As Marco Rubio considers whether to enter the 2016 presidential race, political foes are again raising questions about a Tallahassee home the Florida senator co-owns with an embattled former Miami lawmaker under investigation for violating campaign finance laws.
"This will be an issue. When you run for president, voters and the press have an insatiable appetite for people's histories, what they've done, who they are," Craig Smith, a senior adviser to the the Ready for Hillary super PAC, told Politico
"It raises questions about his judgment, about the kind of people he would bring with him into government, into a campaign," he added.
Those questions about a Tallahassee house that Rubio and another state legislator, David Rivera, purchased in 2005, have dogged the presidential prospect and were revived last week when the property was put up for sale with a $125,000 listing price, which is $10,000 less than they initially paid for the 1,228-square-foot property, according to Politico.
The home became an issue during Rubio's 2010 campaign for U.S. Senate when it was reported that Deutsche Bank was seeking full payment and fees in the total of $136,000 in a civil lawsuit because payments had not been made in five months, reported The Tampa Bay Times
At the time, a spokesman for Rubio's campaign told The Tampa Bay Times that "a clarification was needed on the amount owed, which has been resolved" and a payment of $9,525 was given to the mortgage company's lawyers to cover missed payments and fees.
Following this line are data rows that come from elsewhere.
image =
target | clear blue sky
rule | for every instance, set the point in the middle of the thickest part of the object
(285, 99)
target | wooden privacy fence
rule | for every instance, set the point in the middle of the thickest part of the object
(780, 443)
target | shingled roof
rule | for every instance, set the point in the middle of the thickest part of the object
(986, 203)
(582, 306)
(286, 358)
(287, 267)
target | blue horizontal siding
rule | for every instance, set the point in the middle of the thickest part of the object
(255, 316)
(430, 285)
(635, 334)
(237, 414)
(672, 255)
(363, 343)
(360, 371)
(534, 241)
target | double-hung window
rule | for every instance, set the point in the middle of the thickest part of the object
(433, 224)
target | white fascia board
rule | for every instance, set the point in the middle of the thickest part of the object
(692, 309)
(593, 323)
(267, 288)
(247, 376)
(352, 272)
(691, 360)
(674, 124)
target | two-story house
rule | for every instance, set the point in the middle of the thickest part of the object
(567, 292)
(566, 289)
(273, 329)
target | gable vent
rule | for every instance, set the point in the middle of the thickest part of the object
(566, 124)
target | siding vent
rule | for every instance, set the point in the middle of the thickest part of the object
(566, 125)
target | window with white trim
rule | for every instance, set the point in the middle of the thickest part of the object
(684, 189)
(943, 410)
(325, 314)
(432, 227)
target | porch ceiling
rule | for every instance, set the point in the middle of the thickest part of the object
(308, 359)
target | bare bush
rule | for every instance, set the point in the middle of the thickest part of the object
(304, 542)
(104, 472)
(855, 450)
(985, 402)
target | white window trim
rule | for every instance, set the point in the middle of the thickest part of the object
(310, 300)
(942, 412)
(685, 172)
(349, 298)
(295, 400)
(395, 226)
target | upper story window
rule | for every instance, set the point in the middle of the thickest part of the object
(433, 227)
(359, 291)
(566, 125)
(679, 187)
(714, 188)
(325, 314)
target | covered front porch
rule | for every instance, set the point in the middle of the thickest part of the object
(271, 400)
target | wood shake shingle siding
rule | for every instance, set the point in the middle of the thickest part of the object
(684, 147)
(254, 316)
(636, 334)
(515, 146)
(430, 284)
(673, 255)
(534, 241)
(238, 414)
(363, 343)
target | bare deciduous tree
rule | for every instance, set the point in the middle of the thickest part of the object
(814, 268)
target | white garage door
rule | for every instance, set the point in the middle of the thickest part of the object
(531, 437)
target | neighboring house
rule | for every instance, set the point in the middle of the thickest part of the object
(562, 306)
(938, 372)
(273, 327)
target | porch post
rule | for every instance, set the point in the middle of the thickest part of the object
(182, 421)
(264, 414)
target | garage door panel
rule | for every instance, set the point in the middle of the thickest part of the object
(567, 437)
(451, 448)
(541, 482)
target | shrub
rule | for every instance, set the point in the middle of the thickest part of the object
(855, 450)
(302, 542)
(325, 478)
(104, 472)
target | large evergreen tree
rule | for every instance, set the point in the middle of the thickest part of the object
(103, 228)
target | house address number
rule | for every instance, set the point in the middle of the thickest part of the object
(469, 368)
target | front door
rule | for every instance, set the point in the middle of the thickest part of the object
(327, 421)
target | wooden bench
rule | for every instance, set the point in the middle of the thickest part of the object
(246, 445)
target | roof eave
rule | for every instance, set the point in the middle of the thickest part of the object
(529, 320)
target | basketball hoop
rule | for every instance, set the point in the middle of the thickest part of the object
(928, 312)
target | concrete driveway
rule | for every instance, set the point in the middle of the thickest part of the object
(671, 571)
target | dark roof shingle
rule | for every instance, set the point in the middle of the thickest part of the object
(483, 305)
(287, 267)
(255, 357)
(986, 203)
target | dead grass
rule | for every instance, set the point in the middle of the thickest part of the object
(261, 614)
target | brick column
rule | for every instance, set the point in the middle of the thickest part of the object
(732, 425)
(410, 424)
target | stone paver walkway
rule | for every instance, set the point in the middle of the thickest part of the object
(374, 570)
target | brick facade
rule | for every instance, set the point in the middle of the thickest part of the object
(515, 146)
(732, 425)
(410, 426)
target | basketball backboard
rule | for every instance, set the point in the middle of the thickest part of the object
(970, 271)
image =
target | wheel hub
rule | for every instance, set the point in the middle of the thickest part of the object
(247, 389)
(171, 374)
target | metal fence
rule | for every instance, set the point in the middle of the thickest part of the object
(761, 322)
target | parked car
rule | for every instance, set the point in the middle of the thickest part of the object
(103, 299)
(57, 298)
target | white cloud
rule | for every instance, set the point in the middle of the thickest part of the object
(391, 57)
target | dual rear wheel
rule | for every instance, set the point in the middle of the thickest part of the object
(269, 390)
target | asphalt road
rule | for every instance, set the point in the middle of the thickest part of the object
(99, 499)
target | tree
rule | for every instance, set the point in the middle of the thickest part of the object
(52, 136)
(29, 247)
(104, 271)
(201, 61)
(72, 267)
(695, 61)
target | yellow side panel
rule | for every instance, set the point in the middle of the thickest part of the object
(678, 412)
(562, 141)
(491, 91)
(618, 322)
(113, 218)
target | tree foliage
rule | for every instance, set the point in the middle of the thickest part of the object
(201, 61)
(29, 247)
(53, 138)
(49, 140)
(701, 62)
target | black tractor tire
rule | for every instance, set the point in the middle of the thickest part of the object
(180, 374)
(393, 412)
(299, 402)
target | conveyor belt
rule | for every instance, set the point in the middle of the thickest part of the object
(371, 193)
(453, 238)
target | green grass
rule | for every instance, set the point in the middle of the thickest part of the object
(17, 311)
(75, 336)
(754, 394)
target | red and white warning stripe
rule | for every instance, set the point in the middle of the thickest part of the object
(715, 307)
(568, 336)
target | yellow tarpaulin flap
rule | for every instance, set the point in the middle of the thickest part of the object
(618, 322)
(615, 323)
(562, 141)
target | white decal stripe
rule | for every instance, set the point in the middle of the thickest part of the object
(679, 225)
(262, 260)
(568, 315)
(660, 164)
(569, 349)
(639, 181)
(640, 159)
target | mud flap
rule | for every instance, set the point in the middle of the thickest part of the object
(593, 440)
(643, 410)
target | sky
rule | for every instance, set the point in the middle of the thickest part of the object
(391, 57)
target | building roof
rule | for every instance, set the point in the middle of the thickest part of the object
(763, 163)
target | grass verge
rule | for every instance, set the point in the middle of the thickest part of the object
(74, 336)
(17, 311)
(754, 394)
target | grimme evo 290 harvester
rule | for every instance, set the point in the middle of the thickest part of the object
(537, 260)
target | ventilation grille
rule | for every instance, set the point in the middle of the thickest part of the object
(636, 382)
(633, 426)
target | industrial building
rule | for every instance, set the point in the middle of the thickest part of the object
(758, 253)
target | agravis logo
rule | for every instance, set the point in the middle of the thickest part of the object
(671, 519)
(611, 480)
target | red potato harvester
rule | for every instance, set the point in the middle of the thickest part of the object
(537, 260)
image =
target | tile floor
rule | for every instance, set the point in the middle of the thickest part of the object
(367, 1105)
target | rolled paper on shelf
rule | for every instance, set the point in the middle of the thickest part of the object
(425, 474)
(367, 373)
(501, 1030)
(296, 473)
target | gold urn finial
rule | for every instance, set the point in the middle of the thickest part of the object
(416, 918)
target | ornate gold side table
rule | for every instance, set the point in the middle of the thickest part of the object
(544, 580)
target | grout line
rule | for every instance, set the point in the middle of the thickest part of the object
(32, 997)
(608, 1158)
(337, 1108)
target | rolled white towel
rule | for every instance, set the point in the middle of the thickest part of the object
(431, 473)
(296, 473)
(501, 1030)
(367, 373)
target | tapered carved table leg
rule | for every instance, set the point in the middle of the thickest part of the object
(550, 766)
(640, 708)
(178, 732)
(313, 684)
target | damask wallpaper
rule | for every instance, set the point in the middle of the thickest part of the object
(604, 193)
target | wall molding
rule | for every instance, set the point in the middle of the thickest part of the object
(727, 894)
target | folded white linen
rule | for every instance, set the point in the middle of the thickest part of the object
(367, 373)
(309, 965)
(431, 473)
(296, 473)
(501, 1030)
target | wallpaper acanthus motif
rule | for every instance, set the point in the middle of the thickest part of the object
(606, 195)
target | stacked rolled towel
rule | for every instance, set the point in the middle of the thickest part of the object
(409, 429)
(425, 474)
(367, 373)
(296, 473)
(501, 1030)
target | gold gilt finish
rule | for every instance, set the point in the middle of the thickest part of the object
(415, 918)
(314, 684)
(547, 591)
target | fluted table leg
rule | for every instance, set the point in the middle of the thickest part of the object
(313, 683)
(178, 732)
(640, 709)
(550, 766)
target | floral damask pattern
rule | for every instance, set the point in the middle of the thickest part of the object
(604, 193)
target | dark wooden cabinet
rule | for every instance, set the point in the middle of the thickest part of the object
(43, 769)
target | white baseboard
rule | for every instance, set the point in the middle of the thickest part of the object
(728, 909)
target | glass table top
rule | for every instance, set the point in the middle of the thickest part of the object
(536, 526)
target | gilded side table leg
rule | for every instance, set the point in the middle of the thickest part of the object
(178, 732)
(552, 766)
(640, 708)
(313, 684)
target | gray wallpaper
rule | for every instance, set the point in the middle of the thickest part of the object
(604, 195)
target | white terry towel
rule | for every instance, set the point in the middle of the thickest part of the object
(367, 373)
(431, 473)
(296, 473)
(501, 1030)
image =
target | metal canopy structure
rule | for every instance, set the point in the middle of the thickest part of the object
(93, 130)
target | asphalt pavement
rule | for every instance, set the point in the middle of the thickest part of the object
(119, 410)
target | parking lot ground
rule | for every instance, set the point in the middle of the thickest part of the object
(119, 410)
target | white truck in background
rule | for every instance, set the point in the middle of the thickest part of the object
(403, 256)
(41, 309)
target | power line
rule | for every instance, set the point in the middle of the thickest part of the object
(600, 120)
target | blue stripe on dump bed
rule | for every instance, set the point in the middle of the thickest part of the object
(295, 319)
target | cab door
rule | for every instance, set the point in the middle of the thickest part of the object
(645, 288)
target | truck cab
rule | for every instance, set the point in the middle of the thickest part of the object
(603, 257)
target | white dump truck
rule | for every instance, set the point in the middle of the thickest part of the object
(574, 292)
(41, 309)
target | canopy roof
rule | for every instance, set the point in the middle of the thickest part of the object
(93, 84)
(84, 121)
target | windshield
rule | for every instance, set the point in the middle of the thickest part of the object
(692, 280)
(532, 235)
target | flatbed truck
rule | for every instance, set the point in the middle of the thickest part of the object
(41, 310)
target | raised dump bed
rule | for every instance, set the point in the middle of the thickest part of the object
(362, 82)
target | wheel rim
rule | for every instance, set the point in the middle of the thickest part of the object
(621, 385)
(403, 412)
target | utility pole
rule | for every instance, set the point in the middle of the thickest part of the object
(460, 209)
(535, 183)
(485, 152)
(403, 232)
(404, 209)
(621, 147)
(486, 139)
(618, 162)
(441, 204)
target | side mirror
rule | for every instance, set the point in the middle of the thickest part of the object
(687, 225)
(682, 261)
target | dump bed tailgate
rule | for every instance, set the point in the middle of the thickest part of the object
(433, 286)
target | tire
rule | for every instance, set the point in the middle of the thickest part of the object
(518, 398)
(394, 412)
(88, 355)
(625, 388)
"There is no foreclosure. The mortgage is paid and up to date," Rivera told the paper.
While Rivera and Rubio are no longer friends or associates, it certainly does not help Rubio that last Thursday an administrative law judge issued an order stating that Rivera, 49, should be required to pay $16,500 in fines and nearly $41,322 in restitution resulting from a probe that found he violated campaign finance and ethics laws, according to Miami's CBS affiliate
Last year, the Florida Commission of Ethics sent a 37-page recommendation to the judge, who found that Rivera violated three state ethics laws each year between 2005 and 2009 by improperly claiming state travel reimbursements and did not adequately disclose financial information.
The ethics commission charged Rivera with 11 potential violations in 2012, but later withdrew five of the charges, according to the Miami Herald
Judge David Watkins also recommended last week that Rivera, who served one term in the U.S. House, should be censured and should face reprimand.
The troubled Tallahassee home surfaced again in 2012 when Rubio's name was being circulated as a possible vice presidential candidate.
Washington Post political pundit Chris Cillizza
said the Rivera connection was the reason Rubio would not be selected to be on the Republicans' 2012 presidential ticket.
"It's not clear how long Rubio can keep this 'he's an old friend' schtick up — and there are clearly political perils in doing so. Rubio will wind up answering for Rivera at every turn and, in the event the IRS and FBI decide to prosecute, he'll have to get as far away from his friend as quickly as possible," wrote Cillizza.
When asked about his relationship with Rivera, Rubio told Fox News' Bret Baier in 2012 that Rivera was "a friend I've known on a personal level even before I was elected or he was elected to office. So look, I know he's going through a tough time. And we've all read the press reports and none of us like to see that about anybody, much less a friend. And he's going to have to deal with those issues," according to a Politico report
The Florida senator has continued to maintain that the failure to make payments was the result of a disagreement over the amount and subsequent confusion.
"There was a disagreement with the bank about how much the monthly payments were. And it all got confusing. The bank turned it over to a — one of these law firms in Florida that specialized in quick foreclosure proceedings. And before we could figure it all out with them, they filed this paperwork. So we quickly addressed it, and we've never had a problem since," he told Fox News' Baier.